Antisipasi Gagal Panen, Pemerintah Bakal Impor Beras Lagi

Mediatani.com – Menteri Pertanian, Amran Sulaiman, mengklaim cadangan beras nasional masih mencukupi untuk memenuhi kebutuhan masyarakat akan beras, sepanjang tahun 2016 ini. Cadangan beras nasional hingga saat ini masih mencapai sekitar 1,2 juta ton dan kekurangan akan ditutupi oleh hasil panen selama tahun ini tutur Amran Sulaiman kepada wartawan di kantor Wakil Presiden RI, Jakarta Pusat, Selasa (12/1/2016).

Kendati demikian, pemerintah masih butuh impor beras untuk mengantisipasi gagal panen. Amran mengatakan bahwa dengan anomali cuaca saat ini, potensi terjadinya gagal panen masih sangat besar.

Menurutnya, gelombang panas El Nino dikhawatirkan masih menghantam Indonesia, dengan intensitas yang lebih serius. “Itu cadangan, kita harus hati-hati, karena iklim ini tidak bisa kita prediksi. Coba siapa yang bisa prediksi iklim tahun ini. (El Nino tahun) Ini (diprediksi) terbesar sepanjang sejarah,” ujarnya.

Amran mengatakan pemerintah pusat akan memfasilitasi petani dengan peralatan pendukung, untuk bercocok tanam di musim yang tidak ramah. Selain itu masa tanam juga akan dipercepat dan penanaman padi masih terus dilakukan, walaupun cuaca kurang memadai.

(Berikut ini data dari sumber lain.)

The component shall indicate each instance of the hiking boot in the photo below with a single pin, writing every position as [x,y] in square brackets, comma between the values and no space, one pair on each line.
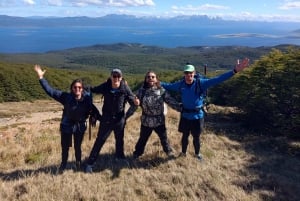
[89,169]
[170,154]
[199,157]
[120,156]
[135,156]
[78,165]
[182,154]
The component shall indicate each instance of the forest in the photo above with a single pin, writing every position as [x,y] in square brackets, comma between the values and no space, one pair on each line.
[267,93]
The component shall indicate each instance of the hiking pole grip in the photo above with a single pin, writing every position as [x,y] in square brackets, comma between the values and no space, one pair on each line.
[90,128]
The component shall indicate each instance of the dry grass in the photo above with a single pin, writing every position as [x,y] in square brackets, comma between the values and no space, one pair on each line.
[239,165]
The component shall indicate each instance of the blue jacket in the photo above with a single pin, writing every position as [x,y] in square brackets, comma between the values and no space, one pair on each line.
[75,112]
[191,98]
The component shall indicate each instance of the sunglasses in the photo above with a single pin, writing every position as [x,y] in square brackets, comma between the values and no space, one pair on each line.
[77,87]
[150,76]
[187,72]
[116,76]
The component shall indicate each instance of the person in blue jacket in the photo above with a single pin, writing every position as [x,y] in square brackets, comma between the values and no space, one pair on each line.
[192,91]
[78,105]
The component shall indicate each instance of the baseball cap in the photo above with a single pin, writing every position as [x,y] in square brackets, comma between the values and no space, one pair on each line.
[189,68]
[116,71]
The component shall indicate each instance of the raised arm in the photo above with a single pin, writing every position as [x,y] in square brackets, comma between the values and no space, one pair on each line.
[241,65]
[39,71]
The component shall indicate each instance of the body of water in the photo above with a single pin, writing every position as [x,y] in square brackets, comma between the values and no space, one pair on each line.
[38,40]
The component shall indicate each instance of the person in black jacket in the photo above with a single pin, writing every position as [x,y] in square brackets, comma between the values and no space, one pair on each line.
[152,101]
[78,105]
[116,94]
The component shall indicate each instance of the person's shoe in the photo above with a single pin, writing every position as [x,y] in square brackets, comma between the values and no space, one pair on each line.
[182,154]
[171,154]
[61,168]
[135,156]
[199,157]
[89,169]
[120,156]
[78,165]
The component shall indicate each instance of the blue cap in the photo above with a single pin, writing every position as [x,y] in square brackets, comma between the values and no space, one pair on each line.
[189,68]
[116,71]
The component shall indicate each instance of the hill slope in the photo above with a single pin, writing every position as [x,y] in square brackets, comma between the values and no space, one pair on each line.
[239,165]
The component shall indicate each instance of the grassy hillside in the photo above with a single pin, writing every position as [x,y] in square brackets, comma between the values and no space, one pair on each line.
[238,164]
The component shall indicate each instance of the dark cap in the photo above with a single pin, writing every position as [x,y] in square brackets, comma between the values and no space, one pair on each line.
[116,71]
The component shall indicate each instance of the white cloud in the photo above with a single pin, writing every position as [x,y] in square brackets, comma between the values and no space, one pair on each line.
[55,2]
[29,2]
[204,7]
[114,3]
[290,5]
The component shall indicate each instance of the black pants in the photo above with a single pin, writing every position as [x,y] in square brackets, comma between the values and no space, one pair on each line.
[66,142]
[144,136]
[104,131]
[194,127]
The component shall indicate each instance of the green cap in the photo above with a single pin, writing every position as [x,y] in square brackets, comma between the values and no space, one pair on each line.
[189,68]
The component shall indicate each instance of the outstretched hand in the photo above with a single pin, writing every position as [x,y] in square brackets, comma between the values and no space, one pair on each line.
[39,71]
[241,65]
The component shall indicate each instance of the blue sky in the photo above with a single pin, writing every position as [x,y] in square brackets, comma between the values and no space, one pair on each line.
[266,10]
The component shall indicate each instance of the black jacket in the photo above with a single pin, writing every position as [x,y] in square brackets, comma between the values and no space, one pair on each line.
[114,100]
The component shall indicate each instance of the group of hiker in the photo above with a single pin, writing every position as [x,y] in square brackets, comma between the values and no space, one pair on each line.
[78,107]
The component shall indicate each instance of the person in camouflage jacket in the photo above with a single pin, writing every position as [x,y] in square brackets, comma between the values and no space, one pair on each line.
[152,101]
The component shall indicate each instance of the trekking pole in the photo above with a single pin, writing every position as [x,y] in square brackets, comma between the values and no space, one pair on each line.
[90,128]
[206,91]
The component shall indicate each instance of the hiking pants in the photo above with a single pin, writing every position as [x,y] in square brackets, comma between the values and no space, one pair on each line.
[194,127]
[104,132]
[66,142]
[144,136]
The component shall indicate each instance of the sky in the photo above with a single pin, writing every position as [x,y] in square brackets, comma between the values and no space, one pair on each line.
[261,10]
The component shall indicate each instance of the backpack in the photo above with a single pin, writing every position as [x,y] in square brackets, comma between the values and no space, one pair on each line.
[198,90]
[162,91]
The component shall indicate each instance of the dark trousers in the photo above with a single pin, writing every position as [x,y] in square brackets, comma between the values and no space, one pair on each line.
[104,132]
[66,142]
[144,136]
[193,127]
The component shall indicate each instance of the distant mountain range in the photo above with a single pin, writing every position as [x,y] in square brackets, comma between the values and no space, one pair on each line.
[133,21]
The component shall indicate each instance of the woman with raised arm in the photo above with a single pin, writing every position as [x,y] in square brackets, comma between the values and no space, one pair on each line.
[78,105]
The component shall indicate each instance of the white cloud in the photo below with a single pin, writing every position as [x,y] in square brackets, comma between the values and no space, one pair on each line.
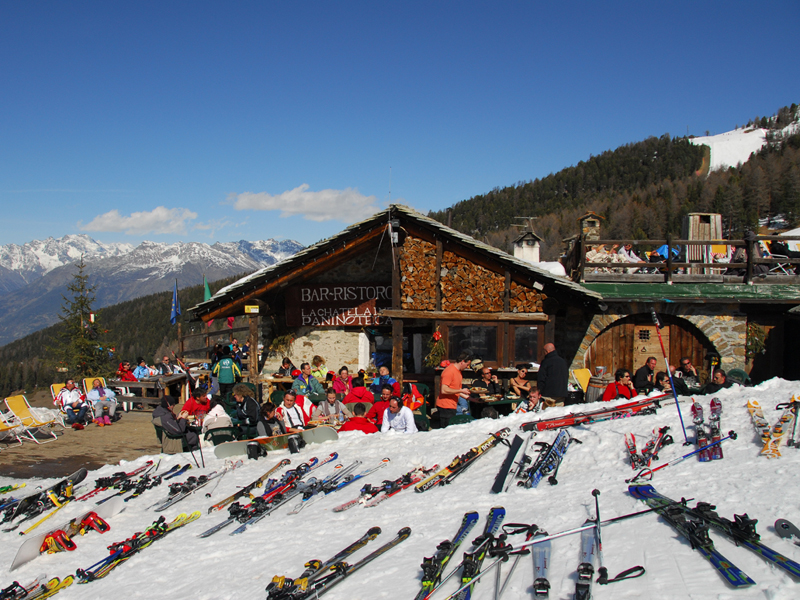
[158,220]
[347,205]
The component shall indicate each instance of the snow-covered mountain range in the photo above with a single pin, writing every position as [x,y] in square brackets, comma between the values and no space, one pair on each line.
[33,276]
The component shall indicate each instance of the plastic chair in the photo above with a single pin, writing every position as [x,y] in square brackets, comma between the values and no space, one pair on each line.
[19,407]
[9,427]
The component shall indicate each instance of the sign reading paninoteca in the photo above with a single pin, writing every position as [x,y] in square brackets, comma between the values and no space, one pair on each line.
[337,305]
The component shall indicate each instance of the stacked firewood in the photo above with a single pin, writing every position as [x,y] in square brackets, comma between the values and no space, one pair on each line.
[418,275]
[467,287]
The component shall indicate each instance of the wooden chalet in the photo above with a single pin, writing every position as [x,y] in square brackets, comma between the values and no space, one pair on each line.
[380,288]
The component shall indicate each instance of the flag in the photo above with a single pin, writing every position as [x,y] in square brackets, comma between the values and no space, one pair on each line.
[176,305]
[207,296]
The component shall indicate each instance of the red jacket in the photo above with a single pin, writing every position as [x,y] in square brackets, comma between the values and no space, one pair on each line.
[359,395]
[359,424]
[376,412]
[615,390]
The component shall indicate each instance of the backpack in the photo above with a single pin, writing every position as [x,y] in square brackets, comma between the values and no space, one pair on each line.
[412,398]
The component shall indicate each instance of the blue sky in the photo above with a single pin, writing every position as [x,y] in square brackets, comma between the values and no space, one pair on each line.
[219,121]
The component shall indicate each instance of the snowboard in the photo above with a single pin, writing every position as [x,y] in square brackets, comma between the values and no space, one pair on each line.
[317,435]
[31,547]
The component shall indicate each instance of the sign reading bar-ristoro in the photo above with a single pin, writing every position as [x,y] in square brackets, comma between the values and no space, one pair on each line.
[337,305]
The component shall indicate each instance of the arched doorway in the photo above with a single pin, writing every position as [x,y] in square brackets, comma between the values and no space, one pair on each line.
[628,342]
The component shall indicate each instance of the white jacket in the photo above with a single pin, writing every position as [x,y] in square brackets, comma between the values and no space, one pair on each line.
[402,422]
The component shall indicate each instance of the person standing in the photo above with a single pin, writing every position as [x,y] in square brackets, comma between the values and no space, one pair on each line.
[102,398]
[398,418]
[553,377]
[226,372]
[451,389]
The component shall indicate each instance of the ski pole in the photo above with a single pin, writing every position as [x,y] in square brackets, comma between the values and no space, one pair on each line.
[537,540]
[649,472]
[669,374]
[601,570]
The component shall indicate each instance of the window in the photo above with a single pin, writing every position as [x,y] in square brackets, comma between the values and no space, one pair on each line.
[525,344]
[478,340]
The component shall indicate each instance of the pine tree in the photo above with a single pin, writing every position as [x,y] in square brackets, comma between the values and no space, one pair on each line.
[79,348]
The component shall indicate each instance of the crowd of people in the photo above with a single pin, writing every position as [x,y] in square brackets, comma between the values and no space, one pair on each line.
[684,378]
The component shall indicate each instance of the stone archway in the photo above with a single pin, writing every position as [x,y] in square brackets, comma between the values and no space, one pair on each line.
[725,327]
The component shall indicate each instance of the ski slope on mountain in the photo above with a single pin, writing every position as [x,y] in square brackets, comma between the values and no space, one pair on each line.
[224,566]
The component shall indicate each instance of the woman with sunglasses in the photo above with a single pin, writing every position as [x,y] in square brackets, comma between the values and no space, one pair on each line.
[621,388]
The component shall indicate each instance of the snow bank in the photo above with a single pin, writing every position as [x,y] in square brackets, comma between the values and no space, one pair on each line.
[224,566]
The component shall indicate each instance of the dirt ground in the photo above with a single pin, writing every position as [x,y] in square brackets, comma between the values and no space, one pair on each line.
[130,437]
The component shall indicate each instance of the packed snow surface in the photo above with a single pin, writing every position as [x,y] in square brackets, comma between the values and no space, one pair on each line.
[224,566]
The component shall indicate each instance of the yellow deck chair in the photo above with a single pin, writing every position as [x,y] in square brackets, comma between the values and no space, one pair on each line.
[581,377]
[10,428]
[19,407]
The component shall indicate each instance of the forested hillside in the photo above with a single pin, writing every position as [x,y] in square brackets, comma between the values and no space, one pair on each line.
[131,329]
[643,190]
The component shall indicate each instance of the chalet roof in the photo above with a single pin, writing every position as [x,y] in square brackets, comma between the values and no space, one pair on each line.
[698,292]
[321,249]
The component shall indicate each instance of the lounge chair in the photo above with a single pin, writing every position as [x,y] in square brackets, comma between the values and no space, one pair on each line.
[19,407]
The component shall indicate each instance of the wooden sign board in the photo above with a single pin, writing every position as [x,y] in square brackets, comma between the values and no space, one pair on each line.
[337,305]
[645,344]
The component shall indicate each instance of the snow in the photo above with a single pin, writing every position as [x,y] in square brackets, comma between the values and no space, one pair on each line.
[732,147]
[224,566]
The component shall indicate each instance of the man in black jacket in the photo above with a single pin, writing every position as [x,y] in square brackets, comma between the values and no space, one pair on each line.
[553,377]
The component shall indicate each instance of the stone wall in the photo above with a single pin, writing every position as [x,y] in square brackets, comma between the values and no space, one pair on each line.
[724,326]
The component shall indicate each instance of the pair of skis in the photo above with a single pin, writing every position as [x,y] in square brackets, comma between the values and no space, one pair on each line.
[773,437]
[319,577]
[462,463]
[694,524]
[707,433]
[372,495]
[649,453]
[643,406]
[484,545]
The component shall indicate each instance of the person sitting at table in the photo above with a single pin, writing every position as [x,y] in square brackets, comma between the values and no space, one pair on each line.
[198,404]
[275,425]
[533,403]
[383,378]
[142,371]
[398,418]
[621,388]
[247,409]
[375,413]
[519,385]
[294,416]
[318,368]
[164,417]
[359,422]
[216,416]
[102,398]
[359,393]
[306,384]
[286,368]
[488,382]
[343,384]
[331,409]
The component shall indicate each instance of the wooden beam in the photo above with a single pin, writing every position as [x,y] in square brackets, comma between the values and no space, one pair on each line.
[397,350]
[464,316]
[507,292]
[438,274]
[315,267]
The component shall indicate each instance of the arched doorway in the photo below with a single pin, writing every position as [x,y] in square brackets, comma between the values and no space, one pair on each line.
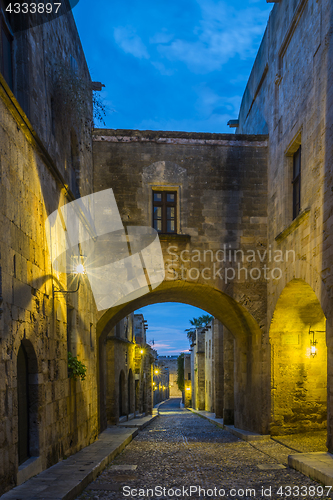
[250,379]
[122,394]
[298,362]
[130,391]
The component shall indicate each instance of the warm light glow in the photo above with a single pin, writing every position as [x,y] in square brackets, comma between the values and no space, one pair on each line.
[79,269]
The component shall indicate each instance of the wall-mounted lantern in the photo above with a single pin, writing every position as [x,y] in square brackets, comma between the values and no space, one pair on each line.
[313,341]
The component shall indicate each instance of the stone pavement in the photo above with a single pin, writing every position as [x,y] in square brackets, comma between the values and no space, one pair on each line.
[67,479]
[180,450]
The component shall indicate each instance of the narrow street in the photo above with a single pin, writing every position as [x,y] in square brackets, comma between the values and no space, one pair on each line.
[180,450]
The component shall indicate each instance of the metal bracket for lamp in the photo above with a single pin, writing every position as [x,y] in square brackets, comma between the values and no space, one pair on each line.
[313,341]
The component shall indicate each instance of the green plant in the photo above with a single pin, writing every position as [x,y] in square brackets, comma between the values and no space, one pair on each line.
[200,322]
[180,372]
[76,368]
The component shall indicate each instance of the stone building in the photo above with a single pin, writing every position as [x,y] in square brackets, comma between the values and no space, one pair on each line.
[208,375]
[170,362]
[289,97]
[46,162]
[161,382]
[205,194]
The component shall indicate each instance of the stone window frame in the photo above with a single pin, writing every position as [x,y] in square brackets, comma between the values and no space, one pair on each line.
[171,188]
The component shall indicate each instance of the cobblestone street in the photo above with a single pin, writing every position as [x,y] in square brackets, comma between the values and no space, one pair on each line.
[180,450]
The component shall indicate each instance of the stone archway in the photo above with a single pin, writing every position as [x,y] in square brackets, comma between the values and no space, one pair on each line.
[122,394]
[298,378]
[250,374]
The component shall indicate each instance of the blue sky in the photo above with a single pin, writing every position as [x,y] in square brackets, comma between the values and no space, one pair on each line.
[166,326]
[171,65]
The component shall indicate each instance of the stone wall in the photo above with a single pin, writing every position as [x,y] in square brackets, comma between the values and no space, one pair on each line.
[289,96]
[35,174]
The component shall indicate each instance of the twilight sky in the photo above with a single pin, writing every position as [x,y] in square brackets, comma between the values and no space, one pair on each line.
[171,65]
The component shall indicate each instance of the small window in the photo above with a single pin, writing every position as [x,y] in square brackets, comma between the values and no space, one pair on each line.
[165,211]
[296,183]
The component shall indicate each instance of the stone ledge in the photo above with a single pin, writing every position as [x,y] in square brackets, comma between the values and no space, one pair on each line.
[208,416]
[295,223]
[317,466]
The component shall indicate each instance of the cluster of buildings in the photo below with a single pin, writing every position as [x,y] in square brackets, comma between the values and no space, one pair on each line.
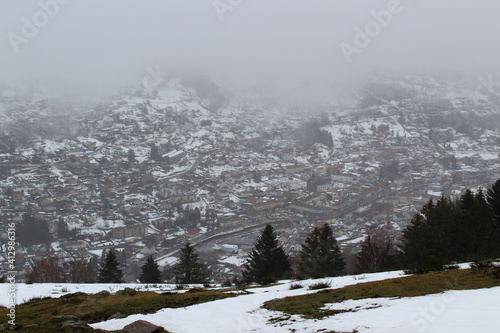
[144,174]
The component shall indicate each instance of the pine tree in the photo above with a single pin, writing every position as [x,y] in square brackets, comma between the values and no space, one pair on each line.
[109,272]
[81,271]
[131,156]
[267,261]
[374,254]
[320,255]
[150,272]
[188,268]
[493,199]
[154,153]
[460,230]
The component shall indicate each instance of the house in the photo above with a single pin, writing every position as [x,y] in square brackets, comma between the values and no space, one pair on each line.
[135,230]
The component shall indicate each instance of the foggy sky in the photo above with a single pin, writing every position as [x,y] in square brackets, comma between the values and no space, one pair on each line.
[290,47]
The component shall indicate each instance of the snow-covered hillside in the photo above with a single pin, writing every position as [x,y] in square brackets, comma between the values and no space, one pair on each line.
[451,311]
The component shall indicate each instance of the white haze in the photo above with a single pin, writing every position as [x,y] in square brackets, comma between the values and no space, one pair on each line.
[289,48]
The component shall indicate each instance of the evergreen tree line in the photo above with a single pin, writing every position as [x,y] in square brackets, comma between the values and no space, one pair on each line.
[465,229]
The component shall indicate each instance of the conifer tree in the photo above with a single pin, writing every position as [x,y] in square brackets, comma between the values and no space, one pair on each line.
[493,199]
[460,230]
[267,262]
[109,272]
[150,272]
[320,255]
[81,271]
[188,268]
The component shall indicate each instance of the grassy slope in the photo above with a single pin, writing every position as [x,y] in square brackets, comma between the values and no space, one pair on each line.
[309,306]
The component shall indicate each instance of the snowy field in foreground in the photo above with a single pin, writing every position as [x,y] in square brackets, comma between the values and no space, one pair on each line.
[451,311]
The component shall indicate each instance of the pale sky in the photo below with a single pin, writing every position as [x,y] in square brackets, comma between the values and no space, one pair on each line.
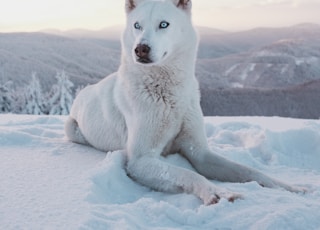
[34,15]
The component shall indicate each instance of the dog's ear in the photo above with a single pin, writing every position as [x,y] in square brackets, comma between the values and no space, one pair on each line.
[183,4]
[131,4]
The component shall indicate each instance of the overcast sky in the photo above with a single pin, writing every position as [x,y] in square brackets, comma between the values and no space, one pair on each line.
[33,15]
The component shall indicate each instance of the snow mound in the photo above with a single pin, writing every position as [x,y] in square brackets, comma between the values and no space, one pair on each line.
[48,182]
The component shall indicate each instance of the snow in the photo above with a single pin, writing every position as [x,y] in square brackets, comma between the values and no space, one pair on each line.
[47,182]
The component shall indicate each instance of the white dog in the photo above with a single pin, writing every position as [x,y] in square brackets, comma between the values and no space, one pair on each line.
[150,107]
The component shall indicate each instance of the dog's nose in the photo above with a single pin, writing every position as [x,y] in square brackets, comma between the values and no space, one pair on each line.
[142,51]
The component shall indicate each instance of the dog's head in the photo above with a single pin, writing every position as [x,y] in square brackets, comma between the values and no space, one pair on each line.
[157,29]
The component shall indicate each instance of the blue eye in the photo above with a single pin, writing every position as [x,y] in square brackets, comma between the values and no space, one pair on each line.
[164,25]
[137,26]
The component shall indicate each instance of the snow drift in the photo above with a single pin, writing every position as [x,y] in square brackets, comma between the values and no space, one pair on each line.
[50,183]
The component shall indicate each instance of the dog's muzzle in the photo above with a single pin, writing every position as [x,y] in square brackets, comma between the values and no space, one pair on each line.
[142,52]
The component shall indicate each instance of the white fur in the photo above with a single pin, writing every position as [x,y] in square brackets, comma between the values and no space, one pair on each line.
[153,109]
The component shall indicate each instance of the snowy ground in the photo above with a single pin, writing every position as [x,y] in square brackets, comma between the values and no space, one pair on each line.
[47,182]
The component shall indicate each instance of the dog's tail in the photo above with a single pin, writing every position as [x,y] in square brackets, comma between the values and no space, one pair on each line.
[73,131]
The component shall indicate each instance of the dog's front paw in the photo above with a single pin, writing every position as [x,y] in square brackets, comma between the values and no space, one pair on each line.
[298,189]
[215,196]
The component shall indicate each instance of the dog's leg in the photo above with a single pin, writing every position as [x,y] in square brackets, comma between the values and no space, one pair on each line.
[146,142]
[161,176]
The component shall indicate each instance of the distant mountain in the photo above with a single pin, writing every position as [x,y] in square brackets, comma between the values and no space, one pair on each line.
[281,64]
[264,71]
[262,57]
[85,61]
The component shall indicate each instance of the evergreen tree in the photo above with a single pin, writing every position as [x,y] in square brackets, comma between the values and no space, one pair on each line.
[6,99]
[61,98]
[34,100]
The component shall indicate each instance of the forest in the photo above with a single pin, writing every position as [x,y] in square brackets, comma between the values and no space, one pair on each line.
[31,99]
[298,102]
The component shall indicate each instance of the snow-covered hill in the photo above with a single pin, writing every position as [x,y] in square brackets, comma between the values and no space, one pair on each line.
[85,61]
[50,183]
[284,63]
[262,57]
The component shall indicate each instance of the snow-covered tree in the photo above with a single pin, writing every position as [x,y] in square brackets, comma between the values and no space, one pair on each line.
[34,97]
[61,97]
[6,99]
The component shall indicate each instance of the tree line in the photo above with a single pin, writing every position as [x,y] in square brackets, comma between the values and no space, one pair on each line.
[31,99]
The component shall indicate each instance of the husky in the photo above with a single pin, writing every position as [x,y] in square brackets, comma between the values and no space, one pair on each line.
[150,108]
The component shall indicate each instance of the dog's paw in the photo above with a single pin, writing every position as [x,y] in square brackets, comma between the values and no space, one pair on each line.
[217,195]
[298,189]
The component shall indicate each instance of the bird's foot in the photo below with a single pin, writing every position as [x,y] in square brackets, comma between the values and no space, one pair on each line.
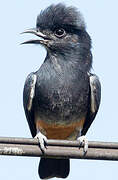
[83,141]
[42,140]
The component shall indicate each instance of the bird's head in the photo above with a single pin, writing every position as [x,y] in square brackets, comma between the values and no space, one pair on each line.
[60,29]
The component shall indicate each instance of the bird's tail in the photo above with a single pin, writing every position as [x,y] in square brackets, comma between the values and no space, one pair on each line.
[49,168]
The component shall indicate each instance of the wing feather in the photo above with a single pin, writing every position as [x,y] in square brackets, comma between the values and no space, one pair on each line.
[94,101]
[28,101]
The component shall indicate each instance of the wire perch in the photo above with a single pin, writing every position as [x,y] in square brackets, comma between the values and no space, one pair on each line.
[58,149]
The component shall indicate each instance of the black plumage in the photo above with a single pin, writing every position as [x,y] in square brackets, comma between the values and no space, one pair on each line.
[62,98]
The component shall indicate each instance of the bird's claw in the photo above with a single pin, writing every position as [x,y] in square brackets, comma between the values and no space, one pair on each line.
[83,140]
[42,139]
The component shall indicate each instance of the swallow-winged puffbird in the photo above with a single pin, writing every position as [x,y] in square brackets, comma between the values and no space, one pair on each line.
[62,98]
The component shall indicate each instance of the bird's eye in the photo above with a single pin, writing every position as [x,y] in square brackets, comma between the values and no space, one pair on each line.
[60,33]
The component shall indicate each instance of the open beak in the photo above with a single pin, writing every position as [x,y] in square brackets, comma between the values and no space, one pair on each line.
[44,39]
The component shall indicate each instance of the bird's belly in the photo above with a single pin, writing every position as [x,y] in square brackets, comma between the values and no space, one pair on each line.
[60,131]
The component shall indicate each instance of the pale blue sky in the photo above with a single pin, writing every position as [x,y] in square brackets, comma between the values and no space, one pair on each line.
[17,61]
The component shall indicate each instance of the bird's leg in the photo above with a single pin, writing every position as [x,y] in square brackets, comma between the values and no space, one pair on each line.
[83,141]
[42,140]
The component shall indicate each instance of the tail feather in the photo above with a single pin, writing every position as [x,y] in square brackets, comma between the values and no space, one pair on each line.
[49,168]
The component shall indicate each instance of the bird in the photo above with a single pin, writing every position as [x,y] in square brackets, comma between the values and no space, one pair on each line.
[62,98]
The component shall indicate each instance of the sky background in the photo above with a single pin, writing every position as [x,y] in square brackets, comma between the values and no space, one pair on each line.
[16,62]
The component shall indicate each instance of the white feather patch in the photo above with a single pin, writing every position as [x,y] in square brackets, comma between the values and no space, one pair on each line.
[32,92]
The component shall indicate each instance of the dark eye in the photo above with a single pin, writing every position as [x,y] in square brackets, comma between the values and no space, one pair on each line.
[60,33]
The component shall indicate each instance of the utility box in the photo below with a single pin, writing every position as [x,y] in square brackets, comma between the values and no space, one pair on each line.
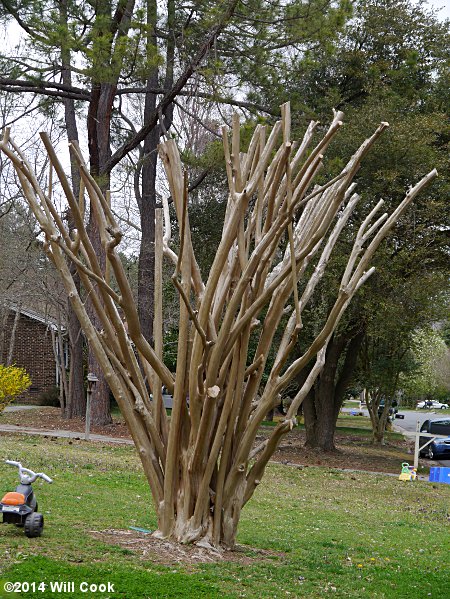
[440,475]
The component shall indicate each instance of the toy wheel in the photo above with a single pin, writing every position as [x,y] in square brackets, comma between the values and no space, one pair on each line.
[34,525]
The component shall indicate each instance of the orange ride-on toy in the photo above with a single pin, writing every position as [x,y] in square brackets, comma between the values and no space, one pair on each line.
[20,506]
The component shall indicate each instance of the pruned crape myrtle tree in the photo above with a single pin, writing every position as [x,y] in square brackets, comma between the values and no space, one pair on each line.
[202,464]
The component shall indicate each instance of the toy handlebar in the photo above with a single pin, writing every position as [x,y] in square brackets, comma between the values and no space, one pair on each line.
[28,476]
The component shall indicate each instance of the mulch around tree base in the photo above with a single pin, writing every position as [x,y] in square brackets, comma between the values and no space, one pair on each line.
[353,451]
[166,552]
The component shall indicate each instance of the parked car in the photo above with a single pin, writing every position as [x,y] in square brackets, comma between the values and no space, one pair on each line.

“Karena kita agak mundur, dan lakukan percepatan saat musim hujan,” jelasnya.

Pada tahun 2015 lalu, Indonesia sudah mengimpor beras dari Thailand dan Vietnam, dengan jumlah lebih dari 1 juta ton. Hal itu antara lain dikarenakan gelombang panas El Nino, yang mengacaukan panen petani beras.

Mengantisipasi permasalahan tersebut, Menteri Pertanian mengakui bahwa pemerintah tidak berpangku tangan dan segera mengambil langkah antisipasi. Berdasarkan Informasi yang dihimpun, Di tahun 2016 pemerintah berencana mengimpor beras dari Pakistan dan India.

“Saat ini nota kesepahaman sudah ditandatangani, namun belum ada kesepakatan soal harga, dan hal tersebut masih terus diteliti oleh Bulog.” Tutupnya

Hingga berita ini diterbitkan, Kami Belum menerima informasi pasti kapan impor beras tahun 2016 mulai dilakukan.